When Gennady Rozhdestvensky recently conducted the Boston Symphony Orchestra in the American premi`ere of the Alfred Schnittke Concerto for Viola and Orchestra with soloist Yuri Bashmet, the exceptional performance made its case for the future of modernism, bringing extended cheers from the audience. Part of the delight was not merely familiarity and pleasantry, but also puzzlement, challenge, bewilderment, and - finally - astonishment. How very much we want to be astonished!
Schnittke is capable of astonishing an audience. He is a product of very wide musical influences, which he uses in his compositions without apology.
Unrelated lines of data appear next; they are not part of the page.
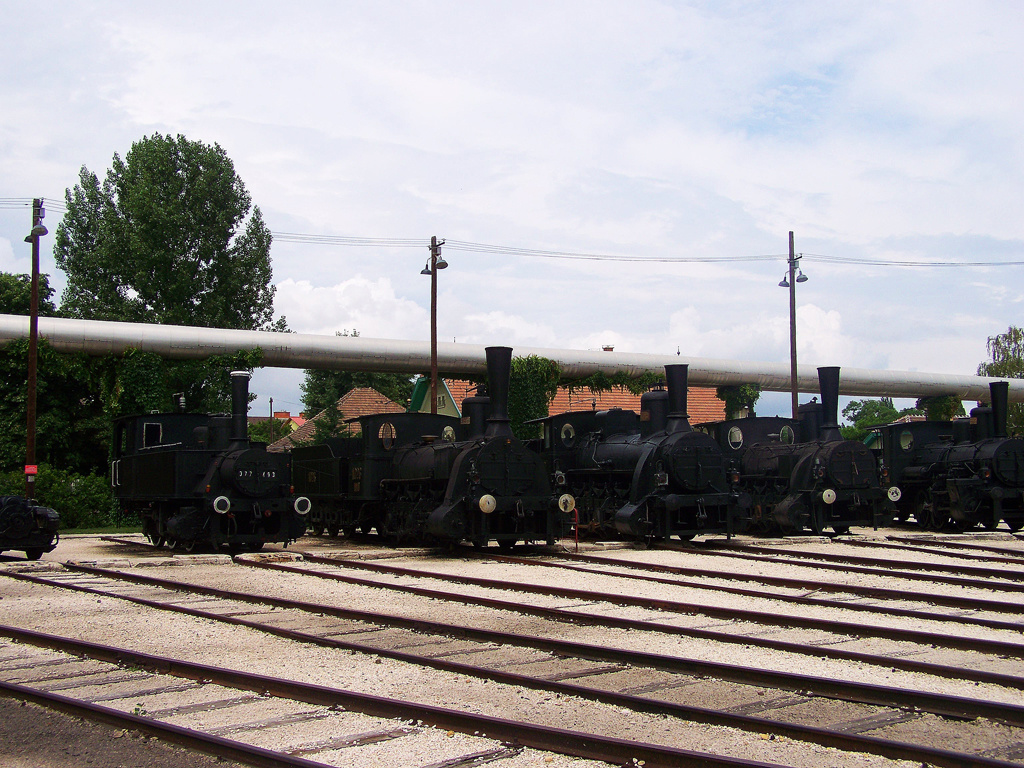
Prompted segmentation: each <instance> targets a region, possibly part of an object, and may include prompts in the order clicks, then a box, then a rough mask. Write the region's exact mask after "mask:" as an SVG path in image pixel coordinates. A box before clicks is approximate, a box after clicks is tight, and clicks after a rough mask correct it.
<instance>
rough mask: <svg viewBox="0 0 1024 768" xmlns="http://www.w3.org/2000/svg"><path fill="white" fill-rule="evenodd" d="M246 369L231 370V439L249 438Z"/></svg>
mask: <svg viewBox="0 0 1024 768" xmlns="http://www.w3.org/2000/svg"><path fill="white" fill-rule="evenodd" d="M251 376H252V374H250V373H249V372H248V371H231V440H248V439H249V379H250V377H251Z"/></svg>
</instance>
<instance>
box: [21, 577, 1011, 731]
mask: <svg viewBox="0 0 1024 768" xmlns="http://www.w3.org/2000/svg"><path fill="white" fill-rule="evenodd" d="M259 567H266V568H270V569H283V570H292V569H289V568H287V567H286V568H283V567H280V564H278V563H260V564H259ZM90 570H97V569H90ZM98 570H101V569H98ZM6 575H10V577H13V578H15V579H20V580H23V581H28V582H31V583H36V584H42V585H46V586H50V587H58V588H63V589H70V590H75V591H79V592H84V593H87V594H95V595H101V596H104V597H113V598H116V599H121V600H125V601H127V602H132V603H135V604H139V605H145V606H147V607H152V608H157V609H159V610H168V611H173V612H178V613H183V614H186V615H191V616H196V617H200V618H209V620H213V621H217V622H221V623H224V624H231V625H236V626H240V627H247V628H250V629H255V630H257V631H260V632H264V633H267V634H273V635H278V636H280V637H285V638H289V639H292V640H297V641H300V642H308V643H312V644H316V645H327V646H330V647H335V648H340V649H344V650H356V651H361V652H367V651H369V652H372V653H377V654H379V655H384V656H386V657H390V658H396V659H399V660H406V662H412V663H414V664H420V665H426V666H431V667H435V668H436V669H443V670H445V671H450V672H458V673H461V674H466V675H471V676H474V677H481V676H483V677H488V678H489V677H490V676H492V675H493V674H494V673H493V672H492V671H489V670H487V669H486V668H477V667H473V666H470V665H461V664H459V663H454V662H447V660H444V659H435V658H431V657H429V656H418V655H415V654H407V653H402V652H401V651H394V650H387V649H379V648H377V647H375V646H373V645H369V644H360V643H352V642H349V641H342V640H334V639H331V638H322V637H319V636H317V635H313V634H309V633H304V632H301V631H297V630H288V629H281V628H278V627H273V626H268V625H264V624H261V623H259V622H253V621H250V620H246V618H242V617H240V616H228V615H223V614H218V613H215V612H212V611H206V610H202V609H199V608H190V607H187V606H183V605H175V604H173V603H163V602H160V601H156V600H147V599H145V598H139V597H133V596H130V595H120V594H117V593H110V592H104V591H102V590H96V589H93V588H90V587H84V586H81V585H74V584H60V583H59V582H53V581H51V580H47V579H41V578H38V577H31V575H29V574H27V573H13V572H8V573H6ZM312 575H318V573H315V572H313V573H312ZM110 578H112V579H118V578H120V579H121V580H122V581H127V582H132V583H135V584H147V585H151V586H159V587H164V588H165V589H170V590H178V591H188V592H194V593H198V594H205V595H211V596H214V597H221V598H223V599H227V600H234V601H238V602H249V603H258V604H265V605H272V606H276V607H283V608H294V609H298V610H303V611H306V612H315V613H323V614H326V615H332V616H335V617H339V618H346V620H350V621H356V622H366V623H370V624H376V625H379V626H390V627H400V628H404V629H410V630H414V631H420V632H424V633H432V634H439V635H444V636H447V637H459V638H465V639H470V640H479V641H484V642H493V643H499V644H506V645H513V646H523V647H530V648H535V649H540V650H546V651H548V652H553V653H560V654H563V655H568V656H575V657H579V658H588V659H592V660H601V662H613V663H622V664H632V665H634V666H645V667H650V668H652V669H659V670H664V671H668V672H675V673H679V674H684V675H702V676H712V677H717V678H720V679H723V680H729V681H731V682H738V683H753V684H757V685H769V686H773V687H776V688H783V689H786V690H794V691H807V692H810V693H814V694H817V695H821V696H825V697H830V698H842V699H846V700H852V701H862V702H864V703H870V705H877V706H884V707H892V706H896V707H904V708H909V709H918V710H922V711H926V712H931V713H934V714H936V715H944V716H949V717H955V718H968V719H973V718H976V717H988V718H992V719H998V720H1001V721H1007V722H1011V723H1014V724H1019V725H1022V726H1024V707H1018V706H1015V705H1005V703H995V702H990V701H985V700H982V699H974V698H967V697H963V696H947V695H944V694H936V693H929V692H920V691H906V690H904V689H901V688H892V687H887V686H877V685H871V684H868V683H855V682H849V681H839V680H836V679H834V678H820V677H813V676H807V675H798V674H794V673H783V672H773V671H770V670H761V669H755V668H750V667H740V666H736V665H727V664H720V663H716V662H705V660H700V659H688V658H684V657H681V656H675V655H672V656H669V655H664V654H655V653H648V652H644V651H634V650H622V649H615V648H608V647H606V646H598V645H591V644H584V643H574V642H570V641H565V640H557V639H551V638H543V637H536V636H526V635H513V634H509V633H503V632H498V631H493V630H479V629H474V628H469V627H461V626H453V625H447V624H441V623H438V622H428V621H424V620H414V618H407V617H404V616H395V615H392V614H381V613H371V612H369V611H358V610H352V609H347V608H337V607H335V606H330V605H324V604H321V603H302V602H297V601H293V600H284V599H280V598H272V597H263V596H258V595H247V594H245V593H236V592H230V591H227V590H219V589H216V588H213V587H201V586H197V585H190V584H182V583H179V582H169V581H166V580H160V579H155V578H154V577H140V575H137V574H123V573H120V572H112V573H111V577H110ZM328 578H330V577H328ZM504 605H505V607H506V609H510V610H515V609H516V605H515V604H513V603H504ZM548 610H551V609H548ZM520 612H535V611H532V610H524V611H520ZM553 612H554V611H553ZM568 615H571V614H568ZM565 616H566V613H564V612H563V613H562V614H561V617H562V621H565ZM623 623H624V624H630V625H633V626H635V628H637V629H644V628H645V627H647V626H649V625H644V624H643V623H640V622H629V620H623ZM746 644H752V643H750V642H748V643H746ZM787 645H793V644H787ZM827 655H828V656H829V657H838V656H837V653H836V651H835V649H829V652H828V654H827ZM853 655H855V656H857V660H864V658H868V659H873V663H874V664H880V663H882V664H885V666H886V667H889V668H895V667H896V666H897V665H896V664H894V663H895V662H901V660H904V659H890V658H884V659H881V660H880V659H879V658H878V657H871V656H867V655H866V654H853ZM907 664H909V665H913V666H914V669H915V671H925V672H932V673H933V674H935V672H934V669H944V668H937V667H936V666H933V665H926V664H923V663H920V662H910V663H907ZM921 668H928V669H921ZM947 672H948V674H947V675H946V677H951V678H954V679H962V680H963V679H969V680H975V679H977V680H978V681H979V682H981V681H982V679H983V681H984V682H994V683H996V684H1006V685H1007V687H1024V680H1021V679H1020V678H1012V677H1010V676H1005V675H994V674H992V673H977V672H974V671H970V670H963V669H959V668H955V669H953V668H950V669H948V671H947ZM1000 681H1001V682H1000ZM519 684H524V683H519ZM545 684H546V683H542V685H545ZM532 687H537V684H535V685H534V686H532Z"/></svg>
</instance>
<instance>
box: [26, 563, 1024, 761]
mask: <svg viewBox="0 0 1024 768" xmlns="http://www.w3.org/2000/svg"><path fill="white" fill-rule="evenodd" d="M275 567H284V566H283V565H281V564H279V565H278V566H275ZM307 575H316V574H315V573H312V572H309V573H307ZM18 578H22V579H30V578H29V577H24V575H23V577H18ZM319 578H323V575H321V577H319ZM35 579H37V580H38V577H37V578H35ZM83 579H84V581H86V582H90V584H88V585H87V584H83V583H82V581H81V580H83ZM103 580H105V581H106V584H105V585H103V584H101V581H103ZM43 581H44V582H48V583H49V584H51V585H54V586H57V585H59V586H61V587H63V588H66V589H75V590H80V591H86V590H87V591H89V593H90V594H97V595H104V596H114V597H117V598H118V599H126V600H132V601H134V602H136V604H145V605H147V606H150V607H161V608H162V609H164V610H175V611H178V612H184V613H188V614H189V615H194V616H203V617H207V618H213V620H215V621H228V622H231V623H237V624H240V625H241V626H246V627H249V628H253V629H260V630H261V631H263V632H268V633H274V634H279V635H281V636H286V637H290V638H292V639H298V640H303V641H304V642H308V643H315V644H319V645H325V646H328V647H335V648H344V649H346V650H359V651H361V652H369V653H378V654H383V655H386V656H388V657H390V658H401V659H402V660H407V662H412V663H416V664H428V665H430V666H432V667H434V668H435V669H446V670H447V671H451V672H460V673H462V674H469V675H476V676H480V675H484V676H487V677H488V678H489V679H493V680H503V681H505V682H510V683H513V684H516V685H521V686H525V687H531V688H535V689H539V688H543V689H545V690H549V691H552V692H557V693H559V694H565V695H583V696H587V697H591V698H597V699H598V700H604V701H605V702H609V703H614V705H615V706H620V707H630V708H632V709H633V710H634V711H637V712H651V711H653V712H662V713H668V714H672V715H673V716H675V717H680V718H687V719H690V720H697V721H699V722H710V723H717V724H726V725H732V726H733V727H739V728H746V729H751V730H754V731H757V732H761V733H762V734H764V733H770V734H775V733H783V734H785V735H786V736H787V737H790V738H802V739H806V740H809V741H812V742H814V743H819V744H827V745H839V744H843V746H841V748H840V749H847V750H854V751H860V752H865V753H868V754H881V755H885V756H886V757H891V758H893V759H910V760H919V761H921V762H928V763H931V764H934V765H973V764H977V765H995V764H1010V763H1008V762H1007V760H1004V759H1001V758H1000V757H999V756H1002V757H1006V758H1007V759H1009V760H1013V759H1014V758H1015V756H1016V752H1015V751H1016V750H1017V749H1018V748H1017V746H1016V745H1015V744H1018V742H1019V741H1020V739H1021V735H1022V732H1021V728H1022V726H1024V712H1021V711H1020V709H1019V708H1015V707H1013V706H1007V705H1006V703H996V702H989V703H991V705H992V706H991V707H988V705H986V702H984V701H982V700H980V699H976V700H967V701H966V700H954V699H955V697H942V696H922V697H919V698H914V699H909V698H901V696H903V695H904V693H905V692H900V691H897V690H893V689H891V688H888V689H887V688H885V687H884V686H880V687H879V688H878V689H877V690H874V691H870V690H868V689H867V688H865V687H861V688H859V689H858V687H857V686H850V685H848V686H846V689H845V690H844V691H840V690H839V688H837V687H835V686H833V687H831V688H830V689H828V690H826V689H825V688H823V687H821V686H823V682H822V681H813V680H811V679H809V678H807V677H806V676H803V677H801V676H791V677H790V678H788V680H784V679H783V678H784V676H781V675H776V676H775V678H774V679H773V680H772V679H771V676H766V677H762V679H761V681H760V682H759V683H754V682H752V680H751V679H750V678H740V679H741V684H740V685H739V686H734V688H735V690H734V691H733V700H732V703H733V706H732V707H731V711H725V710H722V709H720V710H717V711H715V710H710V709H707V708H705V709H701V708H693V707H688V708H687V707H686V706H685V705H674V703H673V702H672V701H670V700H665V697H666V696H668V697H669V698H671V697H677V698H678V697H683V698H689V697H692V696H693V694H694V693H697V692H698V688H699V687H700V686H703V687H716V688H717V689H718V693H719V694H720V695H721V693H722V690H721V688H722V685H723V683H722V682H721V680H730V679H732V678H731V677H730V676H732V677H735V676H737V675H739V674H740V671H738V670H736V669H733V670H732V671H731V672H730V671H729V670H726V669H724V667H725V666H720V667H721V669H716V668H715V667H714V666H713V665H700V666H697V667H695V668H694V667H693V666H692V665H691V666H690V668H689V669H687V668H686V665H684V664H680V662H679V659H675V658H669V657H664V658H655V657H653V655H654V654H647V655H646V656H644V655H643V654H640V653H637V652H635V651H626V652H625V653H623V654H621V655H615V654H614V653H613V652H612V651H613V649H610V648H599V647H598V648H594V647H591V648H586V647H583V646H582V644H575V646H574V647H573V646H572V644H570V643H567V642H563V643H552V642H551V641H550V640H547V639H545V638H526V637H523V636H519V637H511V636H508V633H506V636H505V637H499V635H498V633H494V632H492V633H481V632H479V631H474V630H472V629H471V628H468V627H451V626H449V627H440V626H435V627H428V626H427V623H424V622H417V623H410V622H408V621H404V622H403V621H401V620H396V618H395V617H388V616H384V615H383V614H377V615H362V616H358V617H356V616H354V615H353V612H352V611H347V612H345V611H337V610H334V609H331V606H326V605H300V604H299V603H297V602H295V601H283V600H282V599H280V598H274V597H271V596H268V595H242V594H240V593H237V592H228V591H224V590H219V591H218V590H212V589H211V588H204V587H200V586H198V585H186V584H182V583H180V582H177V583H168V582H167V581H166V580H155V579H153V578H150V577H141V575H139V574H137V573H133V574H124V573H115V572H112V571H109V570H103V569H96V568H85V569H80V570H78V571H77V572H75V573H71V574H60V575H59V577H57V575H51V577H48V578H46V579H44V580H43ZM61 582H62V583H61ZM76 582H77V583H76ZM37 583H39V582H38V581H37ZM119 584H120V585H121V589H120V592H119V589H118V588H117V585H119ZM126 585H127V586H132V587H134V588H135V589H136V590H137V589H138V588H139V587H144V588H145V590H146V591H147V592H148V593H151V594H150V595H148V597H141V596H140V595H139V594H134V595H132V594H129V592H130V590H128V591H126V590H125V589H124V587H125V586H126ZM158 590H163V591H166V592H169V593H172V592H173V593H177V594H176V595H171V594H167V595H164V596H163V598H164V599H154V597H155V596H154V595H153V594H152V593H153V592H155V591H158ZM189 592H190V595H189ZM211 598H216V601H220V603H221V604H220V605H219V606H218V605H215V604H213V601H212V600H211ZM199 602H202V603H203V604H204V605H205V606H206V607H205V608H204V609H200V608H199V607H197V604H198V603H199ZM255 605H261V606H262V608H261V609H260V610H254V609H253V608H254V606H255ZM240 607H241V608H242V609H241V610H240ZM317 613H323V614H324V615H323V616H317V615H316V614H317ZM271 616H272V617H271ZM328 617H330V618H331V620H332V621H331V622H329V621H326V620H328ZM332 622H333V624H332ZM339 622H340V623H339ZM368 622H376V623H377V624H376V625H375V626H374V627H368V626H367V623H368ZM355 623H361V624H362V626H361V627H359V626H357V624H355ZM353 624H355V626H353ZM296 625H301V629H296ZM381 628H383V629H381ZM427 632H431V633H433V637H432V638H431V637H427V636H425V634H424V633H427ZM338 637H347V638H357V640H353V639H349V640H344V641H343V640H338V639H337V638H338ZM453 638H457V639H456V640H453ZM499 642H501V643H503V645H502V646H496V643H499ZM471 643H476V644H477V645H476V647H475V648H473V647H467V644H471ZM453 646H455V647H453ZM430 651H434V652H433V653H431V652H430ZM473 655H476V656H477V657H480V656H481V655H483V656H487V655H489V657H492V658H494V659H496V662H497V664H496V663H495V662H492V664H490V667H489V668H488V667H487V666H486V665H477V666H476V669H474V670H472V671H471V670H469V669H467V665H465V664H462V663H458V662H452V660H451V658H452V657H453V656H456V657H466V656H473ZM445 659H447V660H445ZM595 660H600V662H604V663H606V664H602V665H601V666H598V667H595V666H594V664H593V662H595ZM510 664H511V665H512V666H513V667H516V668H523V669H530V668H532V669H535V670H536V669H543V670H544V674H543V675H537V674H532V675H528V674H521V673H518V672H509V671H508V668H509V665H510ZM638 665H645V666H646V667H645V669H644V670H643V673H644V675H646V676H647V677H646V678H645V679H643V680H638V679H637V675H638V673H637V666H638ZM503 668H504V669H503ZM709 674H718V675H719V676H720V679H719V680H713V681H712V682H711V683H710V684H709V683H707V681H705V680H701V678H703V677H706V676H707V675H709ZM742 674H743V675H745V674H746V672H742ZM762 674H763V673H762ZM624 677H629V678H631V682H632V685H631V686H628V687H629V688H630V690H632V691H633V692H629V693H627V692H624V691H622V690H615V689H614V686H613V685H612V684H611V683H609V681H612V680H615V679H616V678H624ZM581 679H586V680H588V681H589V682H590V684H589V685H587V686H583V685H580V684H579V683H578V682H568V681H579V680H581ZM734 682H735V681H734ZM833 682H834V681H833ZM754 684H758V685H761V686H763V687H762V688H760V689H759V690H756V691H750V690H748V691H745V693H746V696H748V700H745V701H743V702H738V701H737V700H736V699H735V696H736V695H738V693H736V691H739V690H740V689H742V688H750V686H751V685H754ZM695 686H696V687H695ZM772 686H774V687H772ZM618 687H620V688H621V687H622V683H621V681H620V682H618ZM816 688H820V690H821V692H819V693H818V694H817V695H827V696H835V697H836V698H834V699H831V700H833V705H830V707H831V708H833V709H834V713H833V715H834V718H833V719H834V721H835V722H834V723H833V725H834V726H836V727H826V728H812V727H809V726H805V725H802V724H801V723H799V722H795V721H799V720H800V717H799V716H796V717H795V716H794V713H796V712H799V711H800V709H801V708H805V709H806V708H808V707H815V706H816V707H819V708H820V706H821V702H820V699H818V698H816V696H814V695H809V694H808V690H814V689H816ZM795 691H798V692H795ZM852 691H856V692H852ZM652 694H653V695H652ZM680 694H682V695H680ZM686 694H689V695H686ZM658 695H660V696H663V698H658V697H657V696H658ZM872 698H873V699H874V702H873V703H872V706H871V707H872V708H873V709H871V708H867V709H865V708H866V707H867V706H866V705H864V703H863V700H864V699H867V700H871V699H872ZM853 702H857V703H853ZM894 703H897V706H896V707H894V706H893V705H894ZM986 707H987V709H986ZM844 708H846V709H844ZM851 708H852V709H851ZM726 709H727V710H728V709H729V708H726ZM785 710H788V715H790V719H788V720H786V719H785V718H784V717H779V714H780V713H782V712H783V711H785ZM752 712H753V713H757V715H756V716H755V715H751V714H750V713H752ZM851 713H853V714H855V715H856V716H855V717H854V716H853V715H851ZM928 713H932V714H928ZM935 713H941V715H937V714H935ZM766 714H770V715H772V717H768V716H767V715H766ZM950 717H953V718H959V719H968V720H971V721H972V722H973V725H972V726H971V727H973V728H976V729H980V730H984V729H986V728H987V725H986V724H985V723H984V722H981V721H979V720H978V718H982V719H983V720H988V721H989V722H994V721H998V722H1000V723H1004V725H1000V726H999V728H1002V729H1006V730H1005V736H1006V738H1005V739H1004V741H1006V742H1005V743H1000V744H998V745H995V744H991V745H989V746H988V748H987V749H986V750H985V751H984V753H985V754H982V755H968V754H962V753H951V754H948V753H943V751H935V750H933V749H932V748H930V746H929V745H928V744H927V743H921V742H922V741H925V739H921V738H919V743H918V744H914V743H912V741H911V742H908V743H898V742H899V739H898V738H897V739H892V738H880V737H877V736H869V735H864V733H865V732H871V731H878V730H885V731H893V730H896V731H899V732H900V733H903V734H912V732H913V728H912V727H910V725H912V724H914V723H915V724H916V728H918V729H919V730H924V731H928V732H932V733H934V731H935V729H936V728H940V727H942V723H943V722H946V721H947V719H948V718H950ZM979 723H980V724H979ZM908 724H910V725H908ZM946 725H947V726H948V722H946ZM900 729H902V730H900ZM995 730H998V728H996V729H995ZM930 750H931V751H930ZM929 751H930V752H929ZM1000 751H1001V752H1000ZM1022 754H1024V753H1022Z"/></svg>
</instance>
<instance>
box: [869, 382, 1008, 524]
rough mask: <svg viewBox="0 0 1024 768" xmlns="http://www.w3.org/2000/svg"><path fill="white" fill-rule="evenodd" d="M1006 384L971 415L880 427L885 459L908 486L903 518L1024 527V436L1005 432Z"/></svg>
mask: <svg viewBox="0 0 1024 768" xmlns="http://www.w3.org/2000/svg"><path fill="white" fill-rule="evenodd" d="M1008 388H1009V384H1008V383H1007V382H993V383H992V384H990V385H989V394H990V397H991V400H990V406H988V407H979V408H976V409H973V410H972V411H971V415H970V417H969V418H966V419H965V418H962V419H956V420H953V421H951V422H937V421H921V422H908V423H895V424H889V425H886V426H883V427H877V428H876V430H874V431H877V432H878V433H879V434H880V435H881V437H882V444H881V452H882V461H883V463H884V466H885V467H886V468H887V469H888V471H889V473H890V479H891V481H892V482H893V483H899V486H900V487H901V489H902V490H903V498H902V500H901V503H900V504H899V516H900V517H901V518H907V517H909V516H910V515H913V517H914V519H915V520H916V521H918V523H919V524H920V525H921V526H922V527H925V528H928V529H931V530H940V529H941V528H943V527H945V526H952V527H956V528H971V527H975V526H977V525H979V524H980V525H982V526H983V527H985V528H988V529H990V530H991V529H994V528H995V527H997V526H998V524H999V522H1000V521H1005V522H1006V523H1007V525H1009V526H1010V529H1011V530H1020V529H1021V528H1022V527H1024V500H1022V497H1024V440H1022V439H1021V438H1018V437H1008V436H1007V413H1008Z"/></svg>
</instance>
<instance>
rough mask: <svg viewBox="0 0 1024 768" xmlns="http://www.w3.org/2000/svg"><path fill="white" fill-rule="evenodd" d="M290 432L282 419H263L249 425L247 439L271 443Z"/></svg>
mask: <svg viewBox="0 0 1024 768" xmlns="http://www.w3.org/2000/svg"><path fill="white" fill-rule="evenodd" d="M290 432H291V428H290V427H289V426H288V424H287V423H286V422H285V421H284V420H282V419H264V420H263V421H257V422H253V423H251V424H250V425H249V439H250V440H255V441H256V442H266V443H271V442H273V441H274V440H280V439H281V438H282V437H284V436H285V435H287V434H289V433H290Z"/></svg>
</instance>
His openness to experimentation was unsettling to the officialdom of Moscow, where he has lived since 1948. When his Symphony No. 1 was premi`ered in 1974, the Soviet authorities required that ``disturbing'' piece to be played in Gorky. Not until 1985 was a performance allowed in Moscow.
The Boston Symphony Orchestra's eloquent performance of the Schnittke Viola Concerto with Mr. Bashmet is unfortunately unavailable on recording, but a fine interpretation on compact disc provides a wonderful experience, featuring Japanese violist Noboko Imai and the Malmo Symphony conducted by Lev Markiz (a Swedish BIS recording, BIS CD 447).
Whatever the problems of modern music may be, surely the Schnittke Viola Concerto vivifies the subtle ways in which the Romanticism of Wagner and the Serialism of Schoenberg have persisted as essential elements of our musical language. It is a work on a grand emotional scale that is dedicated to a darkness and pathos typical of the best music of the 19th and 20th centuries. In its long slow movements, it also recalls the inventive, late works of Shostakovich as well as the gorgeous lyricism of Berg's Violin Concerto. So, if the future of music is heralded by this 1985 Schnittke viola concerto, then the future looks very good indeed!